The ones for which you do not get p-values should be the ones with a MAF that is too low.

After we use the MAF>0.05 standard for filtering, the SNP of 46W still has 11W of NA, how can we solve this situation?

privefl commented 5 months ago

Could you send me the resulting pcadapt object (as an RDS file).

Lin012345 commented 5 months ago

Could you send me the resulting pcadapt object (as an RDS file).

Thank you very much for your reply. I have discovered that I cannot upload an RDS file here. so I've compressed it instead, but I am not sure if that is what you want. If there is anything else you need, please let me know. Again, thank you very much for your patience. group_maf.zip

privefl commented 5 months ago

Can't download it for some reason. Send me the RDS file to florian.prive.21@gmail.com.

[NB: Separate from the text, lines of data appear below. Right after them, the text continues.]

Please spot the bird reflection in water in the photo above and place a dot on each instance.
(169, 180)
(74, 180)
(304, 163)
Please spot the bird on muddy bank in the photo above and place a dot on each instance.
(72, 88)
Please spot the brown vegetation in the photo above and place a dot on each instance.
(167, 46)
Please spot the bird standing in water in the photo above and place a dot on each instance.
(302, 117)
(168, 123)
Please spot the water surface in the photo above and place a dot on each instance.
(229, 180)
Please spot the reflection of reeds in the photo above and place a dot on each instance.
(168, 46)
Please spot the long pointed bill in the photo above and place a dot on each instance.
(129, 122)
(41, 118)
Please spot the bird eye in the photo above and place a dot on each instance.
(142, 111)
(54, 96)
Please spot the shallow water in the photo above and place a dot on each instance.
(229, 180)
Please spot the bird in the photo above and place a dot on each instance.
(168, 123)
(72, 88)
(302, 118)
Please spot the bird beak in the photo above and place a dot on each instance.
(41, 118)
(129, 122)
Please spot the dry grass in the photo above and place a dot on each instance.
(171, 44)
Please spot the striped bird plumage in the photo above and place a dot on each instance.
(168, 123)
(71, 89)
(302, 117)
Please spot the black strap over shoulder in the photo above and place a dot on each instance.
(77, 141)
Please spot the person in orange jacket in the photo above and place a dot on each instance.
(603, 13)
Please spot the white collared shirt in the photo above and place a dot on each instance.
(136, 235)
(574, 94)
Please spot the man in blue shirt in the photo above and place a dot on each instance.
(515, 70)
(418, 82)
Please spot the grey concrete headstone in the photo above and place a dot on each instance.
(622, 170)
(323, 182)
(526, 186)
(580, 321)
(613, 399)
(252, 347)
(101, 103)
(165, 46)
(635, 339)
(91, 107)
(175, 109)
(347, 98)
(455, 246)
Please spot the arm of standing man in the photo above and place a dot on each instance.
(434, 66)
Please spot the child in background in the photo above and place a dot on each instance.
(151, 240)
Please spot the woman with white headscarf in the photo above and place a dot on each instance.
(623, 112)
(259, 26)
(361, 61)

privefl commented 5 months ago

> res <- readRDS("tmp-data/group_maf.rds")
> str(res)
List of 11
 $ scores         : num [1:235, 1:2] -0.00335 -0.04187 -0.04297 -0.03627 -0.03708 ...
 $ singular.values: num [1:2] 0.1026 0.0817
 $ loadings       : num [1:676053, 1:2] 0.00155 -0.000789 NA NA 0.001033 ...
 $ zscores        : num [1:676053, 1:2] 1.569 -0.75 NA NA 0.993 ...
 $ af             : num [1:676053] 0.94 0.756 0.972 1 0.915 ...
 $ maf            : num [1:676053] 0.0596 0.2436 0.0277 0 0.0851 ...
 $ chi2.stat      : num [1:676053] 4.468 0.989 NA NA 1.569 ...
 $ stat           : num [1:676053] 6.06 1.34 NA NA 2.13 ...
 $ gif            : num 1.36
 $ pvalues        : num [1:676053] 0.107 0.61 NA NA 0.456 ...
 $ pass           : int [1:379265] 1 2 5 8 12 15 16 20 21 22 ...
 - attr(*, "K")= num 2
 - attr(*, "method")= chr "mahalanobis"
 - attr(*, "min.maf")= num 0.05
 - attr(*, "class")= chr "pcadapt"

From what I can see, e.g. variants 3 & 4 have indeed been removed due to the MAF threshold.

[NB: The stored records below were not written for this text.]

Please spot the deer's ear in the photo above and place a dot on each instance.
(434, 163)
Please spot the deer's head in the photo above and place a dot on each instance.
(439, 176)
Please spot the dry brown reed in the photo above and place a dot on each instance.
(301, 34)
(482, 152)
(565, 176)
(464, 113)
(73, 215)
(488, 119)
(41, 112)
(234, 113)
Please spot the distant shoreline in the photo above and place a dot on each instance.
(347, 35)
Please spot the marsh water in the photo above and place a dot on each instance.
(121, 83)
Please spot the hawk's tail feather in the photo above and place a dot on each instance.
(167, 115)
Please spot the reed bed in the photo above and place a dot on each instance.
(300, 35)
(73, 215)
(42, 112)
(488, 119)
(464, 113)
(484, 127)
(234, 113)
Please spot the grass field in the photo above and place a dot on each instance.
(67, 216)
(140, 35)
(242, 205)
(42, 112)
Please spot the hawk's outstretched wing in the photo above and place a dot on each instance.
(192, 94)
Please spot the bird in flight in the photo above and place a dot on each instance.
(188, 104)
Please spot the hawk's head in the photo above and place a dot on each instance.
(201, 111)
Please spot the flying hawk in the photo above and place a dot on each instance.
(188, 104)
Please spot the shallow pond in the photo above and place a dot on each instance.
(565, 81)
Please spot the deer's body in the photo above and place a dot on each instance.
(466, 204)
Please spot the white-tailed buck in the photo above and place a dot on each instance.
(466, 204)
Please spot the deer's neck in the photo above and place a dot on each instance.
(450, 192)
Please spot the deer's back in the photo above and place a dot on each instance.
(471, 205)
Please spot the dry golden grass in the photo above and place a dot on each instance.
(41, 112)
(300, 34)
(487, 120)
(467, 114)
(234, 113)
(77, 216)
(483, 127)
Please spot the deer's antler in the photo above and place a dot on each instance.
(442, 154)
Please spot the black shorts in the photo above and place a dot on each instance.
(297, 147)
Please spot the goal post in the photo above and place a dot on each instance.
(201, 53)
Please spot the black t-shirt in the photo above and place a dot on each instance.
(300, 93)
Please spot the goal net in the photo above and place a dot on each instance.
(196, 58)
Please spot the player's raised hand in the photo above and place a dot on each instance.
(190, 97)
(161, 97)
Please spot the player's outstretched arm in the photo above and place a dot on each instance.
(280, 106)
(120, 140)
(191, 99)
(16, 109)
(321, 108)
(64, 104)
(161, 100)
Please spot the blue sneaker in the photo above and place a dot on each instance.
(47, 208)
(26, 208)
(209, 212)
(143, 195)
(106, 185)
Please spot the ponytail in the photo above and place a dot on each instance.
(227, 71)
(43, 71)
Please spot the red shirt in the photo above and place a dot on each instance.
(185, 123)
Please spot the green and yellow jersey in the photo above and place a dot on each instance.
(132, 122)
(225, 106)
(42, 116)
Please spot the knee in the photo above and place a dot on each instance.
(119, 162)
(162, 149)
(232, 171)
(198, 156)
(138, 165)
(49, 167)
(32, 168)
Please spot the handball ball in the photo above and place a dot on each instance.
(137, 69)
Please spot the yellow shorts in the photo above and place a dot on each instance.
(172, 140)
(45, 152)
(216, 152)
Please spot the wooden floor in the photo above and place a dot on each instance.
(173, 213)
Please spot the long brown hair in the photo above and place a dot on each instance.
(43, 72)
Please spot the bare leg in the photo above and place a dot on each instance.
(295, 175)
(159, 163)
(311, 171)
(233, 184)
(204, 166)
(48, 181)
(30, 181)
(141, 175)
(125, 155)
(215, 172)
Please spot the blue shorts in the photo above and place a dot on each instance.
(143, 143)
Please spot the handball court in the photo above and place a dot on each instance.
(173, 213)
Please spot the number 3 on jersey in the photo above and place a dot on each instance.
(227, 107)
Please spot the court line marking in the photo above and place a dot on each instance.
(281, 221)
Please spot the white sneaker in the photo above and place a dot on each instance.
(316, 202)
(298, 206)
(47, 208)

Lin012345 commented 5 months ago

> res <- readRDS("tmp-data/group_maf.rds")
> str(res)
List of 11
 $ scores         : num [1:235, 1:2] -0.00335 -0.04187 -0.04297 -0.03627 -0.03708 ...
 $ singular.values: num [1:2] 0.1026 0.0817
 $ loadings       : num [1:676053, 1:2] 0.00155 -0.000789 NA NA 0.001033 ...
 $ zscores        : num [1:676053, 1:2] 1.569 -0.75 NA NA 0.993 ...
 $ af             : num [1:676053] 0.94 0.756 0.972 1 0.915 ...
 $ maf            : num [1:676053] 0.0596 0.2436 0.0277 0 0.0851 ...
 $ chi2.stat      : num [1:676053] 4.468 0.989 NA NA 1.569 ...
 $ stat           : num [1:676053] 6.06 1.34 NA NA 2.13 ...
 $ gif            : num 1.36
 $ pvalues        : num [1:676053] 0.107 0.61 NA NA 0.456 ...
 $ pass           : int [1:379265] 1 2 5 8 12 15 16 20 21 22 ...
 - attr(*, "K")= num 2
 - attr(*, "method")= chr "mahalanobis"
 - attr(*, "min.maf")= num 0.05
 - attr(*, "class")= chr "pcadapt"

From what I can see, e.g. variants 3 & 4 have indeed been removed due to the MAF threshold.

I understand, your suggestions are very helpful, thank you very much.